La cartina di tornasole di questa dimensione strategica, si potrebbe dire, di Giuseppe Sala – come ha notato più di un commentatore, Napoli e Roma in fondo non lo sono altrettanto – è la mappa di chi lo sostiene oggi. Ovviamente, dentro il partito, i renziani come Lorenzo Guerini, per stare sul livello nazionale. Ma anche quell’area ibrida dei bersaniani o ex bersaniani, come Maurizio Martina, ministro delle Politiche agricole e altro uomo chiave di Expo. Poi altre figure che contano nel pd milanese, da Patrizia Toia a Lia Quartapelle, e assessori come Chiara Bisconti e Franco D’Alfonso, che si è spostato dall’ortodossia pisapiana – in sostanza è la maggior parte pd della giunta. Tra quelli che vedono di ottimo occhio sono i rettori delle Università, come Gianluca Vago (don’t forget il piano per il dopo Expo), o il genius loci di assoluta autorevolezza come Piero Bassetti, o economisti come Marco Vitale, manager come il presidente di Sea ed ex banchiere Pietro Modiano. E’ una cartina di tornasole che si somma a quella di chi lo ha sostenuto prima, nell’ industria privata.
Poi c’è quel piccolo, non trascurabile problema. La sinistra – intesa gli elettori di ogni di ordine e grado – ha la memoria lunga e Beppe Sala lo detesta proprio in virtù di quel suo essere stato un manager “morattiano”. Non è solo questione di “lesa arancionità” (il partito della continuità che si oppone a quello del cambiamento renziano).

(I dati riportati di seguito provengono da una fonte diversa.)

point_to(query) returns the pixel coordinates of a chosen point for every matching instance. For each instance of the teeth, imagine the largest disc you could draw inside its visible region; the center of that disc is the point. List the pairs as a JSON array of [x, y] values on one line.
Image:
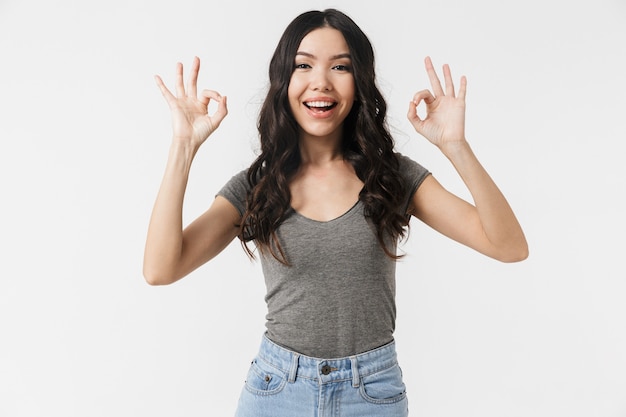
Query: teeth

E’ che la sinistra interna ed esterna al partito ci vede un vizio di fabbrica. E soprattutto legge il curriculum politico complessivo di Sala come più orientato verso una sorta di centrismo tecnocratico che non verso la sinistra alla Pisapia. Un problemino per Renzi, che infatti in questi mesi ha puntato tutto sul brand vincente dell’uomo dell’Expo, sperando di far dimenticare il passato. Di manager di industria e finanza, soprattutto, più ancora che di Direttore del Comune. Così la maretta che da mesi increspa le acque a sinistra – davvero Sala è il “nostro” uomo? – si è trasformata nella piccola tempesta della candidatura alternativa. E si sa che per la sinistra la prova d’amore di un candidato è soltanto e sempre il sacro lavacro delle primarie: che, come noto, sono anche una lotteria.
E’ anche per la consapevolezza di questo che Mr Sala cerca sistematicamente di schivare come la peste l’accusa di essere, in realtà, l’uomo del “partito della nazione”. Ancora l’altro giorno, perdendo per un attimo la sua tranquillità zen: “Il partito della nazione? Ma se io, come tutti gli italiani, non so neppure cosa sia”. Allo stesso tempo, Sala sta cercando di cancellare da sé l’immagine dell’amministratore anodino, del manager-civil servant che bada solo al risultato: lui è di centrosinistra, perbacco. Ma non lo dice per il popolo di Milano, cui piace proprio per questo. Lo dice per la sinistra, che ha rancori lunghi.